Isabel Nolan, Calling on Gravity, Installation Photograph, Gallery 1, The Douglas Hyde Gallery, 2017. Photography by Denis Mortell.

On the occasion of International Sculpture Day, The Douglas Hyde Gallery highlighted the work of Isabel Nolan, a Dublin based artist whose practice includes sculpture, textiles, paintings, drawings, photography and writing.

Available in the Gallery’s online bookshop is a new book surveying the artist’s work over the last decade, published by Launchpad, London and Kerlin Gallery, Dublin in association with the Douglas Hyde. Curling up with reality looks back at her show Calling on Gravity in DHG’s Gallery 1 in 2017, as well as exhibitions at Kunstverein Langenhagen (2018); EVA International, Limerick (2018); Contemporary Art Gallery, Vancouver (2016) and Irish Museum of Modern Art (2014).
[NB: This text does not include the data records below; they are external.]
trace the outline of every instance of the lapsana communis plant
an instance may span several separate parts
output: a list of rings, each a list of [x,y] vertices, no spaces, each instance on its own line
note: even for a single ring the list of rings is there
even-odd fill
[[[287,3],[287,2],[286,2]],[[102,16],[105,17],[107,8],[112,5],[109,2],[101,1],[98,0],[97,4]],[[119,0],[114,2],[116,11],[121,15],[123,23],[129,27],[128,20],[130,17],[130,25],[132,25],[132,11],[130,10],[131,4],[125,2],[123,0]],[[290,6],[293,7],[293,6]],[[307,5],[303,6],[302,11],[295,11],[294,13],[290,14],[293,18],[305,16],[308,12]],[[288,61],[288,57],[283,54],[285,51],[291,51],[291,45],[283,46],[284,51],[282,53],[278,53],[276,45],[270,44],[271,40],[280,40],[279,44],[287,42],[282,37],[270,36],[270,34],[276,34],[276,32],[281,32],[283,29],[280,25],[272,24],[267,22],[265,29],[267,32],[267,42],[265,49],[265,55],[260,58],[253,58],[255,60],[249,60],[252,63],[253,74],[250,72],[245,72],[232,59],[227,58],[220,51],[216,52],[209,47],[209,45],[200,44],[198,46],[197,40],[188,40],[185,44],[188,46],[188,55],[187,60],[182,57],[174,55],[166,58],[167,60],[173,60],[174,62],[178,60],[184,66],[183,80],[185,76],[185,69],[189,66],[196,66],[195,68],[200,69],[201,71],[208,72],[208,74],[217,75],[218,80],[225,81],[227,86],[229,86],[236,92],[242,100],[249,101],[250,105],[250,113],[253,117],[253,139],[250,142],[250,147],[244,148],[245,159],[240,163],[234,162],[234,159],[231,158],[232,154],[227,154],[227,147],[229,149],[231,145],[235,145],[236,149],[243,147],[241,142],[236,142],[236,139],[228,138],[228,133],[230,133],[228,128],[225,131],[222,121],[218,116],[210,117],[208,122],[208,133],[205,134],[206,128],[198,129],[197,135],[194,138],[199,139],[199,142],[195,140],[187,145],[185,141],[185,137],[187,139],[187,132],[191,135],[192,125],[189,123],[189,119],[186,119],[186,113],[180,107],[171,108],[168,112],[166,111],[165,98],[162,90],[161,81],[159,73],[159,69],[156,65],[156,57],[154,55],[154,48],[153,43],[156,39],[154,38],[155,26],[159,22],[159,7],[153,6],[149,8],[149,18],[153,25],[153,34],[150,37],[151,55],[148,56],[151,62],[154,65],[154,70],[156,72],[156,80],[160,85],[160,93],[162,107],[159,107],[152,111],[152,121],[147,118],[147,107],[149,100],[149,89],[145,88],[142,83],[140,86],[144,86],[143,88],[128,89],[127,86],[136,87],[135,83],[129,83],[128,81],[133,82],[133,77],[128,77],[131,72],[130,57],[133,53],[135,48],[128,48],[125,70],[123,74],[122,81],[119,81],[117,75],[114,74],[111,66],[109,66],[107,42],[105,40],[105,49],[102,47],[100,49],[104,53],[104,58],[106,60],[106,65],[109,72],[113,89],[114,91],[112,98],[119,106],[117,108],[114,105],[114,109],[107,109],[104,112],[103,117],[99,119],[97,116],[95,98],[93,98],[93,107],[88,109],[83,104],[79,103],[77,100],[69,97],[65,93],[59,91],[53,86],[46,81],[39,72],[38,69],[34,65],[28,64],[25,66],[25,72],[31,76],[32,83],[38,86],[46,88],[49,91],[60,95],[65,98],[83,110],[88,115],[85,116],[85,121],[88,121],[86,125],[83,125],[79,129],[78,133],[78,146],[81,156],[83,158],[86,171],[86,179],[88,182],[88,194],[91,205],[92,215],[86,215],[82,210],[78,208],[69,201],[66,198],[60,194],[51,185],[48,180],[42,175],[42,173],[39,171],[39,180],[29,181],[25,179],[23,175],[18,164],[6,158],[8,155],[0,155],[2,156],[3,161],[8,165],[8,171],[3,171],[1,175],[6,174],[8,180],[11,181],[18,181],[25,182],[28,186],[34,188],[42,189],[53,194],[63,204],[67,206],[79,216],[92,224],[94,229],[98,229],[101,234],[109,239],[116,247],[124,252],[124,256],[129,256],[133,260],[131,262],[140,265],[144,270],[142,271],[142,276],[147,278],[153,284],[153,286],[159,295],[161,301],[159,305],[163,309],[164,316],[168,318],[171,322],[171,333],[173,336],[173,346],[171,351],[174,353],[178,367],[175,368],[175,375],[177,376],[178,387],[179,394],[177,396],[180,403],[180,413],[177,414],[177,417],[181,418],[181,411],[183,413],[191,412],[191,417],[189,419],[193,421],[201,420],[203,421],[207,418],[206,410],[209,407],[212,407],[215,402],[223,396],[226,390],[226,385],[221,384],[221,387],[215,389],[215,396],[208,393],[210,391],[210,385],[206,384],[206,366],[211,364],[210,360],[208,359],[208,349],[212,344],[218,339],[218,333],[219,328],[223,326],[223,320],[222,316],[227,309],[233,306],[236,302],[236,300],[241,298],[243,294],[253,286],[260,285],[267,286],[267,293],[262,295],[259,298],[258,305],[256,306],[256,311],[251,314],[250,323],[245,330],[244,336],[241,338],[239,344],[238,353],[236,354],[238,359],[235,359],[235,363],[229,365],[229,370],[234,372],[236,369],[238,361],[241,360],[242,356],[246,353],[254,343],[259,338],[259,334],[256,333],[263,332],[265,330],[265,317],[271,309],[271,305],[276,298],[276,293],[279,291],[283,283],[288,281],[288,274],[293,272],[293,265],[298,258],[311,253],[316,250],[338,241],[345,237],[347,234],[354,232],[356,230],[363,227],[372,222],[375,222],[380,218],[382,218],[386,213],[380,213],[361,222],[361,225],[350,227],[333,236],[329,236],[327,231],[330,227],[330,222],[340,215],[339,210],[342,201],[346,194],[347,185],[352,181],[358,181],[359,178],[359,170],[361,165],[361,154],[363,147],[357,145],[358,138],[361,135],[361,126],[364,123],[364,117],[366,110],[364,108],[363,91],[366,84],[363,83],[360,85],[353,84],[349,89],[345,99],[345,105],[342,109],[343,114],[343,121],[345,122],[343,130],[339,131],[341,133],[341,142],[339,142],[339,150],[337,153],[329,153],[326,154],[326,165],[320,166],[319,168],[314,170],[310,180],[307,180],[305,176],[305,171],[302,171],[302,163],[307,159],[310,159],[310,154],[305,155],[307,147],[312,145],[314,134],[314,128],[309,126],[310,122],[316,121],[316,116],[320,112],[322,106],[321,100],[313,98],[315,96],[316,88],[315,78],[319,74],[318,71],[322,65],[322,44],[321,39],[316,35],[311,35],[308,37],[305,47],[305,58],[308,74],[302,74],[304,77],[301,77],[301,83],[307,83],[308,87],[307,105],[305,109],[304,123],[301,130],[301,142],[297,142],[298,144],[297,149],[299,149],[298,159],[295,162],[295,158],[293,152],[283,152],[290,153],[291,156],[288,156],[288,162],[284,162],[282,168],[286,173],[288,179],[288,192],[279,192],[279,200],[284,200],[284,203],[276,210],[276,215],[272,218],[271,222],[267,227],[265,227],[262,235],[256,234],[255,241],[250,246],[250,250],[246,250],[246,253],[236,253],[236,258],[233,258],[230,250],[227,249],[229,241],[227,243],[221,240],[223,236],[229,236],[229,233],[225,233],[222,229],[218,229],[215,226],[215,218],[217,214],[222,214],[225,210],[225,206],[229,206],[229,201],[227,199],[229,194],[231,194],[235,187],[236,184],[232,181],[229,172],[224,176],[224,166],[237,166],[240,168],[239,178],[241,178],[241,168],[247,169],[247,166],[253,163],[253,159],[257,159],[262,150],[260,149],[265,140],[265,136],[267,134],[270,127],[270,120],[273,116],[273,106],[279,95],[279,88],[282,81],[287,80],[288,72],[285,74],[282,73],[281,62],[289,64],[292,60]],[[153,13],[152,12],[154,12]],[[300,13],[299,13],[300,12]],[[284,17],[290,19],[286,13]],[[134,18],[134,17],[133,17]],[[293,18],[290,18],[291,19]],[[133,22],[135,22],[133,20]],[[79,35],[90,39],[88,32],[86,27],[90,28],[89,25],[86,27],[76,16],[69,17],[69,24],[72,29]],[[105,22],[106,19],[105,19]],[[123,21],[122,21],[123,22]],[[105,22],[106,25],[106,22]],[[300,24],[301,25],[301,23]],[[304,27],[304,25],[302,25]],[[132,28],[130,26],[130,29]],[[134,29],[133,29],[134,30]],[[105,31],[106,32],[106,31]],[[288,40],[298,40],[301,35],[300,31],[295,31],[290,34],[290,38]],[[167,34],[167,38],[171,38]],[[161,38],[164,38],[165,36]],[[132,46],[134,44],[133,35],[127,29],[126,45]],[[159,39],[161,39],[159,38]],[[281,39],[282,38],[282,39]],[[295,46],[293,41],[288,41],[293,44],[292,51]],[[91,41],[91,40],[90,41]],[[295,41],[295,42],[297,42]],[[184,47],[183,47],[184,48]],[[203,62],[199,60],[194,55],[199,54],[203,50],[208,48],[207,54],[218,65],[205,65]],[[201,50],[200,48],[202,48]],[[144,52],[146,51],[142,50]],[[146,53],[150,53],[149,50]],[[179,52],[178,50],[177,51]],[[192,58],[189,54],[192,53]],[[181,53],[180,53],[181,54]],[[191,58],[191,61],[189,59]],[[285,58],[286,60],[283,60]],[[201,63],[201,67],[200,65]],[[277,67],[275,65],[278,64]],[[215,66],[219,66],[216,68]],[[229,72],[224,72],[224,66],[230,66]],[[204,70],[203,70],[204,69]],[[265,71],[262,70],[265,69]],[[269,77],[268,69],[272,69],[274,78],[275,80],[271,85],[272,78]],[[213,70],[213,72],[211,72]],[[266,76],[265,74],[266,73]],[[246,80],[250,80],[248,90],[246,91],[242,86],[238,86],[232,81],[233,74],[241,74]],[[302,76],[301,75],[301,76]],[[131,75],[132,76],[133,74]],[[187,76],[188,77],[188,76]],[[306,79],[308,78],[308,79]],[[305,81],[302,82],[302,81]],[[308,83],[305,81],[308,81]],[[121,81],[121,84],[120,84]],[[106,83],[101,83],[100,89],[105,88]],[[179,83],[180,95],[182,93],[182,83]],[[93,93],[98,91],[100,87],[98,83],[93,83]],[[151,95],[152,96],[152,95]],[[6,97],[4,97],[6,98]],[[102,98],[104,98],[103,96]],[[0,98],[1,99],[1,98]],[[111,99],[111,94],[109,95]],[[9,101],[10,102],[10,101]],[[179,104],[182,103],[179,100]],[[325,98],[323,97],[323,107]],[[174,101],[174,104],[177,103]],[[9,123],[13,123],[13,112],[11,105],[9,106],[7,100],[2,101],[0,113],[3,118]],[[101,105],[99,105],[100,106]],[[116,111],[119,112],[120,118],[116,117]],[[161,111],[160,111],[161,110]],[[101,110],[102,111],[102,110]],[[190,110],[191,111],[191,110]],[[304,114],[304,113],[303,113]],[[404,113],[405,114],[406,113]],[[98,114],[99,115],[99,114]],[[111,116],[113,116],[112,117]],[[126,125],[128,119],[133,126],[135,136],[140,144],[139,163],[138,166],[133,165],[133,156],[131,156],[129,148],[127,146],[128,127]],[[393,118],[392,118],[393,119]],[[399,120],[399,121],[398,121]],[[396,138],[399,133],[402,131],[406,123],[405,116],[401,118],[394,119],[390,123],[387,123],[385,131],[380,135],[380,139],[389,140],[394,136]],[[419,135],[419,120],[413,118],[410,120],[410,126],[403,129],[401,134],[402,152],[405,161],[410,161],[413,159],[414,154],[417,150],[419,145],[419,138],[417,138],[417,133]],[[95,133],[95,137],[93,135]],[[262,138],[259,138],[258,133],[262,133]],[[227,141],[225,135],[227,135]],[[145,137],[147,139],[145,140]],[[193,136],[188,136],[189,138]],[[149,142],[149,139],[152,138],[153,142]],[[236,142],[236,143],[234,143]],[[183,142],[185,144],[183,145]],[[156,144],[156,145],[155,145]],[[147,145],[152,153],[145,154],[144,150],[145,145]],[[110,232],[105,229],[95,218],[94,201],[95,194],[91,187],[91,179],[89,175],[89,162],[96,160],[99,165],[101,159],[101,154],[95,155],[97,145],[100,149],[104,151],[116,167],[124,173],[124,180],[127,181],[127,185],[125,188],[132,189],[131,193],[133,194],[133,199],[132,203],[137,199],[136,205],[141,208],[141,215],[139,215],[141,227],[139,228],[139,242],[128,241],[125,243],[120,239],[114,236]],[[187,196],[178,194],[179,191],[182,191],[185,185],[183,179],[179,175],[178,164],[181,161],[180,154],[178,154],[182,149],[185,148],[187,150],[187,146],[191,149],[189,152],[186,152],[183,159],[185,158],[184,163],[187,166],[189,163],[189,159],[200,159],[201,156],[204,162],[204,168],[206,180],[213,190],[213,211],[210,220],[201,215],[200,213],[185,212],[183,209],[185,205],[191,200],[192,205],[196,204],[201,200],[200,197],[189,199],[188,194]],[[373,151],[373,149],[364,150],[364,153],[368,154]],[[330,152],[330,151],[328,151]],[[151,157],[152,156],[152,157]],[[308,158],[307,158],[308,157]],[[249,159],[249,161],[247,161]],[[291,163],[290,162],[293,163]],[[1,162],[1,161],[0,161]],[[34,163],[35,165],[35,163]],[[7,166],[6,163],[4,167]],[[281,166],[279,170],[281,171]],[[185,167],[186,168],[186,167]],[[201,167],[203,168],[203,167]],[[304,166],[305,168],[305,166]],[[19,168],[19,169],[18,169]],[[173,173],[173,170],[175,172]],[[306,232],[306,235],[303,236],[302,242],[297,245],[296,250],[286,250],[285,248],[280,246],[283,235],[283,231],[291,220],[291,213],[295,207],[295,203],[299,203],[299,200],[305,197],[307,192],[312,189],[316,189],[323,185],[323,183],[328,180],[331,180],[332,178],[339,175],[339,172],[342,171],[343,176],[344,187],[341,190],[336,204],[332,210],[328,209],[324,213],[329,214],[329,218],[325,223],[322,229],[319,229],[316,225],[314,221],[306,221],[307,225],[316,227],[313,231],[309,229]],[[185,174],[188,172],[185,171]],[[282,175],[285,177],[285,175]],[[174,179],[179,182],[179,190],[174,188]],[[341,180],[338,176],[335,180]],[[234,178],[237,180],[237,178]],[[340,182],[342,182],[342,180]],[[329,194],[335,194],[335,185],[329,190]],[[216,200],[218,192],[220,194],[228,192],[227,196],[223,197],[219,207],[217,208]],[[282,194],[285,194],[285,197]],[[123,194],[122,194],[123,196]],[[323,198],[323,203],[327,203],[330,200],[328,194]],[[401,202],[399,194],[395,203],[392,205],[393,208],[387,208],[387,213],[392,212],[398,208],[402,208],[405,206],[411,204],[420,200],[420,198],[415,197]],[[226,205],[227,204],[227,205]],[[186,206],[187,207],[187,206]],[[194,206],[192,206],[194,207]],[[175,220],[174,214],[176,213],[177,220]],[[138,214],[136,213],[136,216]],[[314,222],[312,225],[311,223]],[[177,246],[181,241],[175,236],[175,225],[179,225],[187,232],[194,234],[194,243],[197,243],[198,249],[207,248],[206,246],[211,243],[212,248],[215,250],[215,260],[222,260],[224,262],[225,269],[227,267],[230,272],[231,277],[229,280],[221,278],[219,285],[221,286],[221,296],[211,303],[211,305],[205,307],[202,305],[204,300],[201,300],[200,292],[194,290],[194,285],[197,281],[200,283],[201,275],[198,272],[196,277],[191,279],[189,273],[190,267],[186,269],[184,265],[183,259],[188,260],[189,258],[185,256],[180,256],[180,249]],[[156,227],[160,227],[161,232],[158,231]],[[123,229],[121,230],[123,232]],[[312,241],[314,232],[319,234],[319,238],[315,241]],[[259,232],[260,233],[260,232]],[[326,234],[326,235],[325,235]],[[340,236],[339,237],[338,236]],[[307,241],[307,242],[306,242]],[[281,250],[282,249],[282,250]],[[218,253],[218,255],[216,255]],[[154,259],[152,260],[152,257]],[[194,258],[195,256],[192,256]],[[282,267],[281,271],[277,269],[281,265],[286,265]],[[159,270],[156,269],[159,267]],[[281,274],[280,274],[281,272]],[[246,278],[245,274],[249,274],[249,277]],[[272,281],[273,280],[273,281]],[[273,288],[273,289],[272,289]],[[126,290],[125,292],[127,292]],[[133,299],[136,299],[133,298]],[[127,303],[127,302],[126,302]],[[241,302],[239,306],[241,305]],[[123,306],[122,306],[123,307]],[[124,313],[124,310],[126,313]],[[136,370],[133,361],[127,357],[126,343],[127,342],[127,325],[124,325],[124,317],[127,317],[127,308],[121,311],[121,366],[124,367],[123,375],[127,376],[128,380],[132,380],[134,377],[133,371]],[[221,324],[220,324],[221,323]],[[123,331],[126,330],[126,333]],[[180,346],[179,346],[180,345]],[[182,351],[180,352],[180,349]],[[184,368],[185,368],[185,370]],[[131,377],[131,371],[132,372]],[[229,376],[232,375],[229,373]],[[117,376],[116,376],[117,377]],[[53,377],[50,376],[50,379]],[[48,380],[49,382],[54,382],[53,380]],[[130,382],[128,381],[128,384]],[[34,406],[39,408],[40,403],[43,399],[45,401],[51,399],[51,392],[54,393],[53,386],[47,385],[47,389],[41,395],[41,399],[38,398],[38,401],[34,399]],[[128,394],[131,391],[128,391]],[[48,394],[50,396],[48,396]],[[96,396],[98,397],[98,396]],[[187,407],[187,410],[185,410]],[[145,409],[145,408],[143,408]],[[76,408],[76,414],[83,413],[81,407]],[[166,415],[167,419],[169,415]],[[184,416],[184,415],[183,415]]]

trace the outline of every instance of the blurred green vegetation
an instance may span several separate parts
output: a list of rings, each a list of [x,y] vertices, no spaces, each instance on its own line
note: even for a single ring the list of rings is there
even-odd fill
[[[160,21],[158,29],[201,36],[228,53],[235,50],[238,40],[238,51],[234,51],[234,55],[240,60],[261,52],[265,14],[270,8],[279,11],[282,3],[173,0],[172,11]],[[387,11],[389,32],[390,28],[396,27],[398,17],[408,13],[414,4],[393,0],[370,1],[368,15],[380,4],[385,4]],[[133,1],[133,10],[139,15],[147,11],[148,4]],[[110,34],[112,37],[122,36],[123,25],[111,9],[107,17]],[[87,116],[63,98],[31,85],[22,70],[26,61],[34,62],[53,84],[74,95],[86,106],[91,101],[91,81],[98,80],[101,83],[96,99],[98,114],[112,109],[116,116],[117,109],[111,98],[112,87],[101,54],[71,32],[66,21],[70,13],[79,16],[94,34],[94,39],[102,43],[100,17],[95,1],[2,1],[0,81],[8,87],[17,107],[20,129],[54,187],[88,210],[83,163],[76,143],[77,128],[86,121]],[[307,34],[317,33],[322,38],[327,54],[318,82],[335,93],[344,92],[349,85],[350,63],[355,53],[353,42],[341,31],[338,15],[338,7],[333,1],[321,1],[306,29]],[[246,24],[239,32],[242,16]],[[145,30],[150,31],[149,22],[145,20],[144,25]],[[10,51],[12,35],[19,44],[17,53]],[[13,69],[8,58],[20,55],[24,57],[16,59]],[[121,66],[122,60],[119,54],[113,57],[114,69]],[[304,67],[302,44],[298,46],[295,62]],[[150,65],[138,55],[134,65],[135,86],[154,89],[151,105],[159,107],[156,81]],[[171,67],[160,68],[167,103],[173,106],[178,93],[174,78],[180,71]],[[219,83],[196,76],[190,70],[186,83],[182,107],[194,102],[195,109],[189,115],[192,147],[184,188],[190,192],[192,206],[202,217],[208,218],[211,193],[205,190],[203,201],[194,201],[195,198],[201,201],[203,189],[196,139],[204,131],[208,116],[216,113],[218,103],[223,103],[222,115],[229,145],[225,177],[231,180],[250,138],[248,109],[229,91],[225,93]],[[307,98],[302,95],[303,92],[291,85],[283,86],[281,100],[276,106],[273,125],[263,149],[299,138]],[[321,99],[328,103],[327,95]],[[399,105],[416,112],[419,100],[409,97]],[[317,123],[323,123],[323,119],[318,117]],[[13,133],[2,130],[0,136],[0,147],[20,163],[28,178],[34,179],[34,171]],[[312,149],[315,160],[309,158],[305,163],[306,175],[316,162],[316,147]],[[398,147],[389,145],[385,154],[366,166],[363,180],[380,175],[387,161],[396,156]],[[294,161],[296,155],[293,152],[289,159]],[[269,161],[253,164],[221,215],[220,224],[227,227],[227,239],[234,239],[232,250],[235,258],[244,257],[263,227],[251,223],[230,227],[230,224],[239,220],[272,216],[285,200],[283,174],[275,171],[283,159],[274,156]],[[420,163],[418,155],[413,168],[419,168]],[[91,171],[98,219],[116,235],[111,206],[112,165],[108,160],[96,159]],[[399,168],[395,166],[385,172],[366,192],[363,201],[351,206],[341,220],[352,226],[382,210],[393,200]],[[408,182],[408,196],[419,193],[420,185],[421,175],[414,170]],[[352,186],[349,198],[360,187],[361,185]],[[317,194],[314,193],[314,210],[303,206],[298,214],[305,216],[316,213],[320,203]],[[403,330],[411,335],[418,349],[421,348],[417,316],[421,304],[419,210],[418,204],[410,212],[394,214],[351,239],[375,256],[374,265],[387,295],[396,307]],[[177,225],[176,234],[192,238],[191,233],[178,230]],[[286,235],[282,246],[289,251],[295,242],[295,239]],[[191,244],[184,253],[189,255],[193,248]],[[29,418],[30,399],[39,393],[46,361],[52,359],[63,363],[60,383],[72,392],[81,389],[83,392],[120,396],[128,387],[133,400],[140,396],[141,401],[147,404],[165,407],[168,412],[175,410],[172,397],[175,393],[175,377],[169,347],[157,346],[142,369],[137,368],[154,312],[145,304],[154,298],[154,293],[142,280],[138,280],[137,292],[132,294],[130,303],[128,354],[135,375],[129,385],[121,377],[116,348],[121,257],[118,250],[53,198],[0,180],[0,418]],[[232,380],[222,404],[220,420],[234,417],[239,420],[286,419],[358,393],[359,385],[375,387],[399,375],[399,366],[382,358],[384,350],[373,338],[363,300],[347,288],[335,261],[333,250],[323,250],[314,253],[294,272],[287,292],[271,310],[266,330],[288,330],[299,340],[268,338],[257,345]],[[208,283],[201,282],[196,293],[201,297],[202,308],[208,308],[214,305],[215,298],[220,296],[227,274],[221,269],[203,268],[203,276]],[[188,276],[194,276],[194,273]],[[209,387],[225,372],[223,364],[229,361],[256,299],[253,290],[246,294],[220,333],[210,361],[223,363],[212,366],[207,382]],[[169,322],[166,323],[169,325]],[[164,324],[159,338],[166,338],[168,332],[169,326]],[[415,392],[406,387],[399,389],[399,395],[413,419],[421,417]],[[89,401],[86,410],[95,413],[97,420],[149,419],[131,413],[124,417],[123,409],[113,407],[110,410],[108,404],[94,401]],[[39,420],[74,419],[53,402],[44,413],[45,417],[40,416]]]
The book also features twenty pieces of Nolan’s writing, touching on the work of fellow artists Willie Doherty and Garret Phelan, atomic aesthetics, personal musings about the fictional Tony Soprano in the Kunsthistorisches Museum, Vienna, and more.

You could join in on the Douglas Hyde Gallery Instagram on Saturday 24 April for further insight into Nolan’s expansive and generous way of thinking about the world

Isabel Nolan
A Dublin based artist, Isabel Nolan’s work includes sculpture, textiles, paintings, drawings, photography and writing. Approaching very large ideas at an intimate scale, her work focuses on the fundamental question of how humans bring the world into meaning. How we make, (through science, politics, agriculture, religion, etcetera) reality happen. Examining the knees of a sculpture, the status of a Neolithic artefact, or a solar storm in the 19th century, Nolan looks for the ways we can like, or even love, the difficult and complex human world we’ve made. Recent exhibitions include solo shows at Grazer Kunstverein, Graz; Douglas Hyde Gallery, Dublin; London Mithraeum/Bloomberg Space, London; Mercer Union, Toronto, and the Irish Museum of Modern Art, Dublin.